Ma chi era Marcel Proust? Secondo Piperno, se l’autore della Recherche invita a distinguere nettamente l’opera dalla vita, non lo fa per ragioni artistiche, ma per «tenere i ficcanaso a debita distanza dagli affari suoi […] Non era fiero di sé. Tutto qui». Pur deplorando la curiosità morbosa che spinge taluni lettori e studiosi a rovistare nella biografia dello scrittore, e ribadendo che non è lecito «sovrapporre in modo pedissequo Narratore e Autore», Piperno disapprova «l’atteggiamento di chi, per snobismo o partito preso (è il caso di Nabokov e di Barthes) ostenta per la vita di Marcel una schizzinosa indifferenza».
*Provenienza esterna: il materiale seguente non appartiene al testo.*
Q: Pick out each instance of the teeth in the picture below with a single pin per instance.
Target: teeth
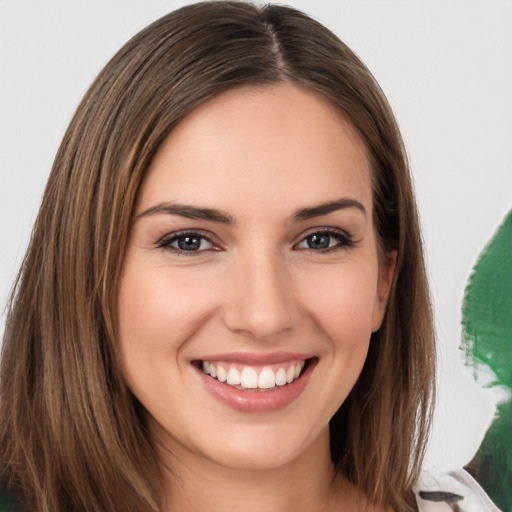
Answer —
(221, 374)
(267, 379)
(233, 377)
(298, 368)
(248, 378)
(280, 377)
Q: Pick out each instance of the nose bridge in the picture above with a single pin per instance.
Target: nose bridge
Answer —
(262, 303)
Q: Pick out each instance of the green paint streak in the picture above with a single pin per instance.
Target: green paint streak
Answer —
(487, 338)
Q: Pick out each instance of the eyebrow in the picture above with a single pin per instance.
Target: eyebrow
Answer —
(213, 215)
(326, 208)
(190, 212)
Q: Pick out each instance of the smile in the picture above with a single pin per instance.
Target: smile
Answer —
(251, 377)
(255, 383)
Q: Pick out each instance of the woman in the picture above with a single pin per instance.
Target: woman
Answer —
(215, 306)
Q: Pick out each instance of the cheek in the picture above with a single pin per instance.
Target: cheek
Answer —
(155, 307)
(342, 303)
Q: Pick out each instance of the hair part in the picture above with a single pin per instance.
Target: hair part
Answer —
(72, 436)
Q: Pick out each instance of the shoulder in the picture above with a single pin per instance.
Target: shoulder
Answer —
(454, 490)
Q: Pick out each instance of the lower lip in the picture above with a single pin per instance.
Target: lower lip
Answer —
(271, 400)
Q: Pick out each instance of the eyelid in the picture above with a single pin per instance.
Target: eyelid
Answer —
(163, 242)
(347, 242)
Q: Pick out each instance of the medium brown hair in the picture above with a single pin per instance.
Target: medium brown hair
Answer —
(72, 436)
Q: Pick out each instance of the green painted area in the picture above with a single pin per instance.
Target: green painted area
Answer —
(487, 338)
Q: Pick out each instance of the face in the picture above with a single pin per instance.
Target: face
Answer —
(251, 282)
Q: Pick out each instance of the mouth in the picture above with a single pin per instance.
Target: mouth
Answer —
(254, 378)
(252, 385)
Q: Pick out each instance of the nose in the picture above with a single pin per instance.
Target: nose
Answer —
(262, 302)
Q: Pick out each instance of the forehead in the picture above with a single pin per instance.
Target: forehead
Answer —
(262, 145)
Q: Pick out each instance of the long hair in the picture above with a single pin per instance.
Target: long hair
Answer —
(72, 436)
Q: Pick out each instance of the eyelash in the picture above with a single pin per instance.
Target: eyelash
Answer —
(344, 241)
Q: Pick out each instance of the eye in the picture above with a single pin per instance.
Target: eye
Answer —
(326, 240)
(186, 242)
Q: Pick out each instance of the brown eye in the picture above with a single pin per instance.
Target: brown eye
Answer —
(325, 241)
(187, 242)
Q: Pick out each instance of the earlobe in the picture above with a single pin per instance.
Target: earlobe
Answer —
(386, 273)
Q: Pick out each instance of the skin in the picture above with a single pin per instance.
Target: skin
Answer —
(259, 155)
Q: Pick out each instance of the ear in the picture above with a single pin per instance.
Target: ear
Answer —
(387, 266)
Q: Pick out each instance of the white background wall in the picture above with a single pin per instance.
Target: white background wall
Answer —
(446, 66)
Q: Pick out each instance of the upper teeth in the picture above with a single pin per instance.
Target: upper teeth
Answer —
(248, 377)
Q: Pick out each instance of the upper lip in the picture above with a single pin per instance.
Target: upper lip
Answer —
(256, 359)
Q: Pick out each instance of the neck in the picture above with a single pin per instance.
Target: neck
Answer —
(305, 484)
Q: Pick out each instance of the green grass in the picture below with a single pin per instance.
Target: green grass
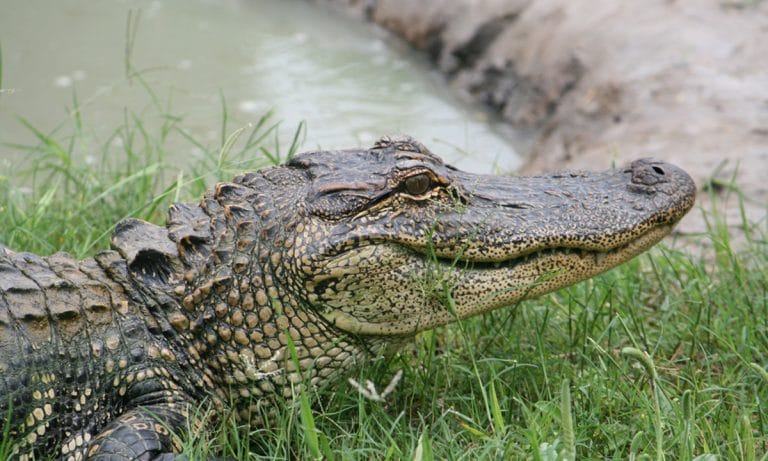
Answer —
(662, 358)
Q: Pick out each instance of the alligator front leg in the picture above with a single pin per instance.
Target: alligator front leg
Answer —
(144, 434)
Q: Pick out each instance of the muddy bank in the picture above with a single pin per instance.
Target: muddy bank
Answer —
(598, 82)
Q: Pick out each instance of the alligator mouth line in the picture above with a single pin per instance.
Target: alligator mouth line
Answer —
(599, 255)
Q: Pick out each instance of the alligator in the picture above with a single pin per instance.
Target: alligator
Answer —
(288, 277)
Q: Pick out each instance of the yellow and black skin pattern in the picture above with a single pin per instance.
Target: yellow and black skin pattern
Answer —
(287, 277)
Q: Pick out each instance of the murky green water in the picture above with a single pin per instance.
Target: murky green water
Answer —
(348, 82)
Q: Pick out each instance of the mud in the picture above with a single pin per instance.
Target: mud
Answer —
(600, 82)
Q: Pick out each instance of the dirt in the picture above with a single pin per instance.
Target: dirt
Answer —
(599, 82)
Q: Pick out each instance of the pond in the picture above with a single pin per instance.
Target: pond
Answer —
(349, 82)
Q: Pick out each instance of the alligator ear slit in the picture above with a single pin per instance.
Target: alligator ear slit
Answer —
(151, 263)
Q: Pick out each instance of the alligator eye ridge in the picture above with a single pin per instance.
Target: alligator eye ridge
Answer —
(418, 184)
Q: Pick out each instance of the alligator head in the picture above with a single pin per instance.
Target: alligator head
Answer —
(376, 238)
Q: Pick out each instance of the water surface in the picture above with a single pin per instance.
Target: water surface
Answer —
(349, 82)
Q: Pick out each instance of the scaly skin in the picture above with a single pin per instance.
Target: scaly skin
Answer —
(344, 254)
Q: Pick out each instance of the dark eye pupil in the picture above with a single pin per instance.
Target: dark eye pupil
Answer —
(417, 185)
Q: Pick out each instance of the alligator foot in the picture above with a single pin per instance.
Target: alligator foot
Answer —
(142, 434)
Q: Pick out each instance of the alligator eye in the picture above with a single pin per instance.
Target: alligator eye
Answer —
(418, 184)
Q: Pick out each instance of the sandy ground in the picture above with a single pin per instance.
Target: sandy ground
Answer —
(601, 82)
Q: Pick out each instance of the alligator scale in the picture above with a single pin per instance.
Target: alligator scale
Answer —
(331, 252)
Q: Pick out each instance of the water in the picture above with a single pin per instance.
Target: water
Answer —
(347, 81)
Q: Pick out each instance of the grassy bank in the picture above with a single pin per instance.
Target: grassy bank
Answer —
(662, 358)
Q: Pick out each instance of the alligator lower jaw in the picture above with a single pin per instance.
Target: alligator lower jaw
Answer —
(479, 287)
(601, 260)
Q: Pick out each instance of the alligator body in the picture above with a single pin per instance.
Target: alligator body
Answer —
(335, 254)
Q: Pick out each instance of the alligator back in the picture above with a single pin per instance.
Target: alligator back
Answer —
(69, 338)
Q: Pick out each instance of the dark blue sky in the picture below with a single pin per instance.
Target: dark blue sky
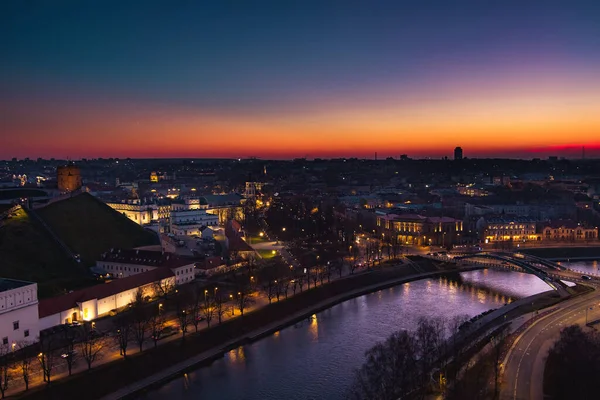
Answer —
(278, 59)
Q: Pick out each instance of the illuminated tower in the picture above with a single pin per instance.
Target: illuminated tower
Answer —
(68, 177)
(458, 153)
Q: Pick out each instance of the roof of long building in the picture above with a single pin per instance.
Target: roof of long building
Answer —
(54, 305)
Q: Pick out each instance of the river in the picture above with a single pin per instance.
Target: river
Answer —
(315, 359)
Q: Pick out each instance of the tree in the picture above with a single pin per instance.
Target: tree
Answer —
(47, 356)
(497, 343)
(403, 364)
(24, 361)
(123, 326)
(430, 335)
(164, 288)
(91, 345)
(389, 371)
(183, 301)
(208, 310)
(140, 317)
(573, 365)
(219, 306)
(70, 334)
(6, 360)
(157, 322)
(243, 300)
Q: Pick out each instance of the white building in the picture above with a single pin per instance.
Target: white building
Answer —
(97, 301)
(122, 263)
(189, 222)
(18, 312)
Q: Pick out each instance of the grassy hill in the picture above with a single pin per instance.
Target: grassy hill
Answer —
(28, 253)
(90, 227)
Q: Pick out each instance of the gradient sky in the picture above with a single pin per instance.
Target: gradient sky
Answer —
(183, 78)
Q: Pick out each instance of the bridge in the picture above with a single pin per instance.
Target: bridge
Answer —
(551, 273)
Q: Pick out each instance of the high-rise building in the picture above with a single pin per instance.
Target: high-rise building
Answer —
(458, 153)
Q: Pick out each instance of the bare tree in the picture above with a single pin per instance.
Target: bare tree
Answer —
(243, 300)
(208, 309)
(123, 327)
(389, 371)
(70, 334)
(497, 343)
(196, 308)
(430, 335)
(91, 345)
(164, 288)
(183, 302)
(24, 361)
(219, 306)
(47, 356)
(5, 367)
(140, 317)
(315, 273)
(157, 322)
(269, 289)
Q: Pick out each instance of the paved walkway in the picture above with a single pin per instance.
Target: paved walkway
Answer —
(179, 368)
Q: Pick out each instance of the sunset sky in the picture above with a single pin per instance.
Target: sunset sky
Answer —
(282, 79)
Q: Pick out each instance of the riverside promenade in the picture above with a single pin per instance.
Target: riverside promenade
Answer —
(217, 352)
(208, 356)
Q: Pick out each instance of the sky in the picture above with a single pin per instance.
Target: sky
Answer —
(284, 79)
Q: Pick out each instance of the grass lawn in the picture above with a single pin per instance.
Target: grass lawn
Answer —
(266, 254)
(256, 240)
(90, 227)
(28, 253)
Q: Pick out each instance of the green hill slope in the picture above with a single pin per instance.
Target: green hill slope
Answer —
(28, 253)
(90, 227)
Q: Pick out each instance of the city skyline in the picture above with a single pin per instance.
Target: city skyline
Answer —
(280, 81)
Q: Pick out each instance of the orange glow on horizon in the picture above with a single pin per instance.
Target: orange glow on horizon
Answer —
(499, 119)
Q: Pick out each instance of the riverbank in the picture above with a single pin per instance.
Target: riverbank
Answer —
(565, 253)
(170, 359)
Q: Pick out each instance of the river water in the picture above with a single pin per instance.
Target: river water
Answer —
(315, 359)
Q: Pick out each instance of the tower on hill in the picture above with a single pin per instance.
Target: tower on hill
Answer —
(68, 178)
(458, 153)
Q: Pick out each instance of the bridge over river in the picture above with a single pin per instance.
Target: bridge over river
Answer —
(550, 272)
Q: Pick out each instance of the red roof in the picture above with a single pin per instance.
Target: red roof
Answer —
(238, 244)
(211, 262)
(145, 257)
(58, 304)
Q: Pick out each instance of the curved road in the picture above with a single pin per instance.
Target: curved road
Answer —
(524, 370)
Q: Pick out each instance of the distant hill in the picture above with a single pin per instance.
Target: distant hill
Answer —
(89, 227)
(28, 252)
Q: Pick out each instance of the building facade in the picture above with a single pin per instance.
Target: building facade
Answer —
(413, 229)
(190, 222)
(104, 299)
(122, 263)
(506, 229)
(18, 312)
(568, 231)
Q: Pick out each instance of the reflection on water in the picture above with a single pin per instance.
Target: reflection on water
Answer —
(315, 358)
(589, 267)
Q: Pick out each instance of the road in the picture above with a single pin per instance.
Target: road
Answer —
(524, 368)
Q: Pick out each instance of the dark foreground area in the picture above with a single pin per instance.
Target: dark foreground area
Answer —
(121, 373)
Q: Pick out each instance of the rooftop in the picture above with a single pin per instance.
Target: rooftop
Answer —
(145, 257)
(57, 304)
(9, 284)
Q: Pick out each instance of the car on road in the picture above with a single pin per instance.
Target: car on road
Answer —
(68, 354)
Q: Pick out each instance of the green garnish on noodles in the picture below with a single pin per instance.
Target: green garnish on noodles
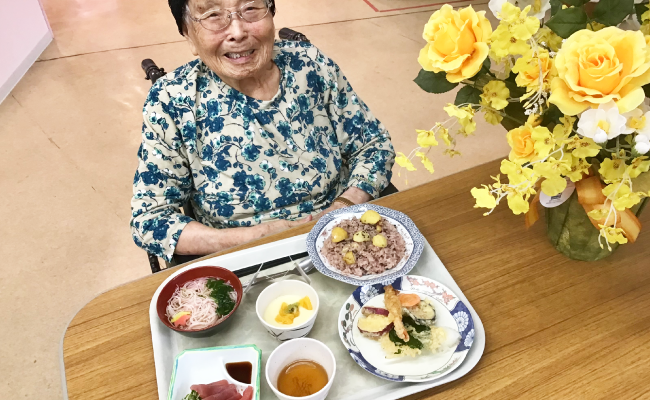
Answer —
(220, 292)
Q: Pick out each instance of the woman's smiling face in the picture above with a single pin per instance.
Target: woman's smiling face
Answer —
(241, 50)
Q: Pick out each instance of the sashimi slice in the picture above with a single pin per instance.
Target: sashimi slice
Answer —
(211, 388)
(248, 394)
(235, 396)
(225, 394)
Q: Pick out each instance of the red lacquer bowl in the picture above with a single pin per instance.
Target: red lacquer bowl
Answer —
(189, 275)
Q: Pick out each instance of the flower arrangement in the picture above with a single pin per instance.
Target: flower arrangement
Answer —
(571, 93)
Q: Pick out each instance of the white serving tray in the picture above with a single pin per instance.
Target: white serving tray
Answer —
(355, 384)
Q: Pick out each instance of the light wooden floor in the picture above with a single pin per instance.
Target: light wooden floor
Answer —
(70, 130)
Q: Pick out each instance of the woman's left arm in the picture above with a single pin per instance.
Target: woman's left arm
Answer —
(365, 143)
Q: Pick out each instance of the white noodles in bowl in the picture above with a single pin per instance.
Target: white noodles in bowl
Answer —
(194, 296)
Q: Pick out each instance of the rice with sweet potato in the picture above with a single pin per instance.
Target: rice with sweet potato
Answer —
(369, 259)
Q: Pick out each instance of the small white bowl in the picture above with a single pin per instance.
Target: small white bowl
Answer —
(281, 288)
(300, 349)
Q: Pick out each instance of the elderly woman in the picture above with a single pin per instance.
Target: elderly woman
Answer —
(258, 135)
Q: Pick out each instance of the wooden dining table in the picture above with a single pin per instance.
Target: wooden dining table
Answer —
(555, 328)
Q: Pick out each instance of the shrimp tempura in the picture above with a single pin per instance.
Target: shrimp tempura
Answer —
(394, 308)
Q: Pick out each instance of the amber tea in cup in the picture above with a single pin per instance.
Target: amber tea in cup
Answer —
(302, 378)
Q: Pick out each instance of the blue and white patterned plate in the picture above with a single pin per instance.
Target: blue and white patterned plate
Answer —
(450, 313)
(321, 231)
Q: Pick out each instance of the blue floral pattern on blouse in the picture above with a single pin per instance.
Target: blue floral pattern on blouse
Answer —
(242, 161)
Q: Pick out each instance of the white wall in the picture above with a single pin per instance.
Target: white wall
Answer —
(24, 34)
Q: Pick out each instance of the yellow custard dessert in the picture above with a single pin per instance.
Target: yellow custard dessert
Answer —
(288, 310)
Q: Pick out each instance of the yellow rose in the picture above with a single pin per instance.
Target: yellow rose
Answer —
(594, 68)
(528, 68)
(456, 42)
(522, 143)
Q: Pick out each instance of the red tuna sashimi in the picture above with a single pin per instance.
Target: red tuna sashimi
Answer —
(227, 392)
(235, 396)
(248, 394)
(211, 388)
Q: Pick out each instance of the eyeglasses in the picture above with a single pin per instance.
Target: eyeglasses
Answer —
(219, 19)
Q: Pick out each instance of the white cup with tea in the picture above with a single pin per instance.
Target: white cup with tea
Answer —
(300, 367)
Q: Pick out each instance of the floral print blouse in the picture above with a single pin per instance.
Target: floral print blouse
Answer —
(242, 161)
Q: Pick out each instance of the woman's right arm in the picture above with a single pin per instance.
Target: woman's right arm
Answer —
(198, 239)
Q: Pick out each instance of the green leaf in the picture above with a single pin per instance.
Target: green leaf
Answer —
(640, 9)
(408, 321)
(468, 94)
(433, 82)
(220, 292)
(613, 12)
(568, 21)
(412, 343)
(556, 5)
(192, 396)
(575, 3)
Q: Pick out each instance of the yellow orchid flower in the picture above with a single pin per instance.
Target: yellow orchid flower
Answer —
(518, 22)
(552, 40)
(403, 161)
(425, 161)
(563, 130)
(444, 134)
(578, 168)
(528, 69)
(484, 199)
(613, 235)
(451, 153)
(544, 141)
(504, 43)
(646, 14)
(465, 116)
(622, 196)
(554, 185)
(639, 165)
(490, 115)
(583, 147)
(517, 203)
(516, 173)
(551, 170)
(612, 170)
(495, 94)
(426, 138)
(600, 214)
(595, 26)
La diffusione del «mito Proust» (quello «che si compiace di dividere in due la vita di Marcel: da una lato gli anni giovanili, distinti da mondanità e dissipazione; dall’altro gli anni della maturità, consacrati a silenzio, tenebre, dinieghi e lavoro») fu peraltro opera, in parte, dello stesso Proust (si considerino, ad esempio, «le lunghe anticamere cui, segregato nella sua stanza, costringeva i visitatori che venivano a omaggiarlo il pomeriggio inoltrato»). Insomma, è stato Proust per primo a creare «una simbiosi tanto losca quanto inossidabile tra arte e biografia».
Oggi, considerando «il proliferare degli studi multiculturali e di genere», Piperno teme che la Recherche venga giudicata «un’opera pericolosa, se non addirittura immonda», e che il trionfo delle «anime belle» (incapaci di comprendere come «lo sguardo lucido e disincantato» dello scrittore ne faccia, al contrario, «un’opera di moralità inflessibile») possa cancellarla dai programmi universitari, contribuendo così a ridurre gli studi umanistici a «succursale dell’impegno civile». Qui devo fermarmi, tacendo fra l’altro l’identikit che Piperno disegna del proustiano perfetto (idolatra, snob, sentimentale), e un elemento, «l’idea di morte», che col trascorrere del tempo è venuto ad aggiungersi al processo di identificazione con l’autore prediletto. Devo fermarmi per dire che la seconda parte del libro è composta da sette brevi saggi, in cui Piperno tratta delle affinità e delle differenze evidenziabili tra Proust e sette scrittori eminenti: Montaigne, Céline, Nabokov, Balzac, Dante, Virginia Woolf, Philip Roth.
Mi limiterò a elencare molto succintamente alcune delle affinità più o meno manifeste tra Proust e Dante. Come scrive Gianfranco Contini, nell’io dantesco (la prima persona singolare usata dal poeta) convergono «l’uomo in generale» e «l’individuo storico», «l’Io trascendentale» e «l’io esistenziale»; lo stesso si può dire dell’io proustiano. A questi due narratori, dice Piperno, si deve aggiungere una terza figura: quella che fa della Recherche un’opera sapienziale. Sia Dante che Proust possono dirsi fondatori di due religioni letterarie: «leggerli è al tempo stesso un piacere, una fatica e un atto devozionale». Sia il Poeta che il Narratore si prefiggono «di intraprendere un iter di salvezza». Swann è il Virgilio di Proust. La «selva oscura» in cui si aggira il Poeta smarrito è in qualche misura assimilabile alla camera dove giace tra veglia e sonno il Narratore, nelle pagine iniziali della Recherche. Scrive Osip Mandel’štam: «l’intero poema dantesco è un’intera strofa, unica e indivisibile». Secondo Piperno, «anche la Recherche si configura come un’unica incessante frase». Sia Dante che Proust utilizzano la letteratura per vendicarsi: si veda ad esempio come infieriscono su Filippo Argenti e Monsieur d’Argencourt.